Kelly talked about 2017 being a big cycle on the recruiting trail for restocking the offensive line. You can see why when you look at the depth, particularly at tackle. Let’s look at the work that’s been done the previous two classes as Notre Dame continues to be one of the premier programs recruiting in the trenches.

 

DEPARTURES
Ronnie Stanley
, Sr. (39 starts)
Nick Martin, Grad Student (37 starts)

2015-16 ADDITIONS
Tristen Hoge
, C
Trevor Ruhland
, G
Jerry Tillery
, T
Parker Boudreaux
, G
Tommy Kraemer
, T
Liam Eichenberg
, T

PRE-SPRING DEPTH CHART
Hunter Bivin, T
Quenton Nelson, LG
Sam Mustipher, C
Steve Elmer, RG
Mike McGlinchey, RT

Alex Bars*, T
Colin McGovern*, G/T
Mark Harrell*, C/G
Tristen Hoge*, C
John Montelus*, G
Jimmy Byrne*, G
Trevor Ruhland*, G

*Has an additional year of eligibility remaining. 

ANALYSIS:
It’ll be a fascinating spring up front for the offensive line. We’ll get our first look at potential replacements and see if the Irish staff values a veteran presence (as it has done in the past) or puts former blue-chip recruits in position to become multi-year starters.

For now, I’m putting last season’s backups in line to ascend to starting spots. That’s not to say I think that’s what’ll happen. Hunter Bivin may have been Stanley’s backup last season, but as long as Alex Bars is fully recovered from his broken ankle, I think he’s the best bet to step into that job. Sharing reps at guard—not a natural spot for Bars to begin with—was more about getting him some experience, with the aim to move him into the lineup in 2016. That allows Bivin to be a key swing reserve, capable of playing on either the right or left side.

At center, the decision is less clear cut—especially since we’ve yet to see Tristen Hoge play a snap of football. Size and strength is a genuine concern at the point of attack for Hoge, not necessarily the biggest guy hitting campus.

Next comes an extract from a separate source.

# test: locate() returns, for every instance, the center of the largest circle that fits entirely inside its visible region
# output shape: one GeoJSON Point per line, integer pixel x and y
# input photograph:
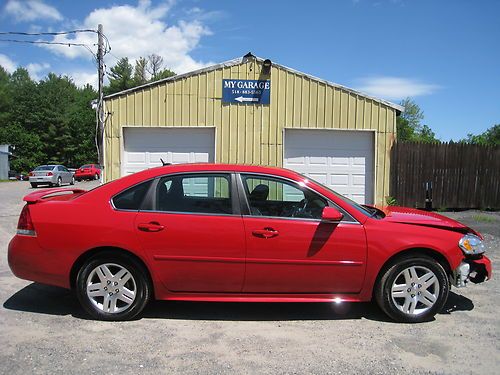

But it sounds like he’s had a nice first season from a developmental standpoint, and if he’s a true technician at the position, he could be a rare four-year starter at center if he’s able to pull ahead of Mustipher this spring.

On paper, the other three starting jobs don’t seem to be in question. Quenton Nelson and Mike McGlinchey are ready to step to the forefront. Concerns about Steve Elmer’s buy-in will certainly be answered by spring, there’s little chance he’ll be on the field in March if he’s not going to be around in August. I’m of the mind that Elmer’s too good of a character guy to leave the program, even if his life doesn’t revolve around football 24/7. Now it’s time for him to clean up some of the flaws in his game, the only starter from last season who held back the Irish from being a truly elite group.

Depth isn’t necessarily a concern, but there isn’t a ton of it at tackle. That happens when you move a guy like Jerry Tillery to defensive line and lose a player like Stanley with a year of eligibility remaining. That could force the Irish to cross-train someone like Colin McGovern, a veteran who can swing inside or out if needed. McGovern seems to be a guy who would start in a lot of other programs, but has struggled to crack a two-deep that’s now filled with former blue-chip recruits, all of them essentially handpicked by Hiestand and Kelly.